The Center for Israel Education will continue its monthly webinar series at 1 p.m. ET Wednesday, Oct. 10, when Yitzhak Reiter addresses the changing practices within shared holy places in Jerusalem, particularly the Temple Mount compound and the Western Wall.

Reiter, a professor of Islam, Middle East and Israel studies, chairs the Israel studies department and leads the Research Authority at Ashkelon Academic College. He has written 13 books and many articles and is active in track-two diplomacy meetings regarding the Arab-Israeli conflict.

Yitzhak Reiter

Yitzhak Reiter will speak live online at 1 p.m. ET Wednesday, Oct. 10.

Reiter is a visiting professor this semester at Atlanta’s Emory University, the home of the nonprofit CIE.

As a sacred city for the three Abrahamic faiths — Judaism, Christianity and Islam — and a hub of conflicts among religious, ethnic and national groups, especially since 1967, Jerusalem is a perfect laboratory to study the sharing of holy places.

Reiter will speak about the changing practices over the years at the city’s shared sacred spaces, which have seen shifts between dispute and tolerance. He will address stakeholder strategies, conflict management and incentives for peaceful coexistence.

You can register for the free webinar at centerforisraeled.wufoo.com/forms/k1yk24vp14199va. The webinar will be streamed live at www.israeled.org/live and at www.facebook.com/centerforisraeleducation, then will be archived at the CIE YouTube channel and on the Digital Resources page of the CIE website (israeled.org/blog/digital-resources).

As with all CIE webinars, Reiter’s presentation will be a valuable opportunity for students, journalists and the general public to learn the history and context behind an important part of Israel’s story. The webinar will include time for the online audience to ask questions.

The October webinar follows CIE President Ken Stein’s live-streamed presentation Sept. 13 to mark the 40th anniversary of the Camp David Accords.

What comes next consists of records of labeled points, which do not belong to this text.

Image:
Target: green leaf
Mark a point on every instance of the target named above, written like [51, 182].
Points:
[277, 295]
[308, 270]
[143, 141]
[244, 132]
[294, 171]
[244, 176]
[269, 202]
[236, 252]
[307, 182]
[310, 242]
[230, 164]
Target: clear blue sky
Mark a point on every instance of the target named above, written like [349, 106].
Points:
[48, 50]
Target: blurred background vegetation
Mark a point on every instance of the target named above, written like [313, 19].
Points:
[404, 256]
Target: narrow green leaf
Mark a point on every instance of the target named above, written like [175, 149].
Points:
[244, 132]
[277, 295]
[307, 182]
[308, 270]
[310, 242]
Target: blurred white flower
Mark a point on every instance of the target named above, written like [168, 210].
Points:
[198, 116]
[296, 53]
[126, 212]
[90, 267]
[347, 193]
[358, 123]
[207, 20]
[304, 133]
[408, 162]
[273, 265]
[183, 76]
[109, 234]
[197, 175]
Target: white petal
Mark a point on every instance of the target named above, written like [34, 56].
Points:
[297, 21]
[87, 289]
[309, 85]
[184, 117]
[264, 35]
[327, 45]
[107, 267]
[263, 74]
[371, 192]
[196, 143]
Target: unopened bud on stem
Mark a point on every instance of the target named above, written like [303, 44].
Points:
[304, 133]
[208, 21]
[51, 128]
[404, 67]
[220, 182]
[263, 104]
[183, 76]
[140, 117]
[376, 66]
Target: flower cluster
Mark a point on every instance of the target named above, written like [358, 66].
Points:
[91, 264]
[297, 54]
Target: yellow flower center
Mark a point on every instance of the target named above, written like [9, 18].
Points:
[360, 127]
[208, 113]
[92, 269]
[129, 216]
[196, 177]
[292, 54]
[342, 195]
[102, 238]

Stein, the author of “Heroic Diplomacy,” a definitive history of the Camp David process, presented the insights gleaned from decades of document-based research, interviews and scholarship, including the recent study of detailed minutes in the Israel State Archives. Those newly available minutes are far more complete than the comparable U.S. archives and reveal important details about what was discussed and agreed to by Egypt’s Anwar Sadat, Israel’s Menachem Begin and U.S. President Jimmy Carter.

Camp David webinar
Ken Stein speaks about Camp David during a CIE webinar Sept. 13.

What’s most fascinating is to see the discussions that go on within the Israeli delegations about what it is they want to communicate to Carter and what they want Carter and the Americans to take away from their discussions vis-a-vis the accords,” Stein says in the video.

During the 48-minute webinar, also archived as a podcast, Stein explains how Sadat and Begin came to sign the accords Sept. 17, 1978, and a peace treaty the next spring after 13 days of negotiations led by Carter.

Stein tells why the essential man for the deal was Sadat, who likely didn’t realize he was risking his life to make peace, and how Carter and Begin clashed in ways that had enduring effects on the U.S.-Israel relationship.

Stein also examines what the agreement did and did not include, how the Palestinians were nudged aside, who were the key players aside from the three heads of state, and why it took 15 years, another war, the First Intifada and first accord under the Oslo process for Israel to achieve its next treaty with a neighbor (Jordan).